5. Try out the terminal app!

Welcome to my OLAP! Here you can look at Rental Transactions Analytics of Random Data.
Please enter a year and a month to analyze:
Year (ex. 2023): -- your_input --
Month (January-December / 1-12): -- your_input --
Selected month: January 2023

Development process

1. Research

  • ETL: ETL pipelines using PostgreSQL tutorials from freeCodeCamp on YouTube [1].
  • Faker: Faker for generating synthetic data based on a NeuralNine tutorial on YouTube[2].

2. Database Schemas

  • OLTP: Created using DataGrip
  • OLAP: Developed for analytical processing / extending the OLTP design

3. Data Generation and Preparation

  • Data Generation: with Faker I seeded the OLTP database with random data.
  • Data Export: MySQL dump to create portable versions of both OLTP and OLAP (mostly to avoid issues with foreign key dependencies)

4. Docker

  • Docker Setup: run OLTP and OLAP databases in SQL containers on different ports (3308:3306 / 3309:3306)

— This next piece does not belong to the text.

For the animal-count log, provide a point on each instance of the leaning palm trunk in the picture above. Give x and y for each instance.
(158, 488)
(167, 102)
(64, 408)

5. ETL Pipeline in Python with SQLAlchemy

  • ETL: wrote Python scripts to extract data from OLTP, transform it, and load it into OLAP, guided by several tutorials and articles on ETL pipeline development [3] [4] [5].

6. Query Tool Development

  • Query Application: developed a terminal tool for data querying and reporting from the OLAP database and used models.py for abstraction, and to provide readability and ease of use
  • User Interaction: enhanced user experience by allowing dynamic input but also default demo mode (i.e. 2023 / January upon clicking e.g. Enter)

References

[1] freeCodeCamp.org. (2024, January 16). Data Engineering course for beginners [Video]. YouTube. https://www.youtube.com/watch?v=PHsC_t0j1dU

[2] NeuralNine. (2022, April 11). Generating Professional Sample Data with Faker in Python [Video]. YouTube. https://www.youtube.com/watch?v=7M2Q5wrqC7I

[3] SQLAlchemy Unified Tutorial — SQLAlchemy 2.0 Documentation. (n.d.). https://docs.sqlalchemy.org/en/20/tutorial/index.html#tutorial-overview

[4] Verma, S. (2023, July 31). Building an Efficient ETL Pipeline using Python: A Step-by-Step Guide | 1. Medium. https://medium.com/@siddharthverma.er.cse/building-an-efficient-etl-pipeline-using-python-a-step-by-step-guide-9ac9fc88d60

[5] Tope. (2023, September 13). Build an ETL Data Pipeline using Python - Data Engineer Things. Medium. https://blog.det.life/build-an-etl-data-pipeline-using-python-139c6875b046

Utilization of AI

During this project, I used GPT-3.5 and GPT-4 for debugging and getting preliminary structures for the ETL scripts and Docker setup.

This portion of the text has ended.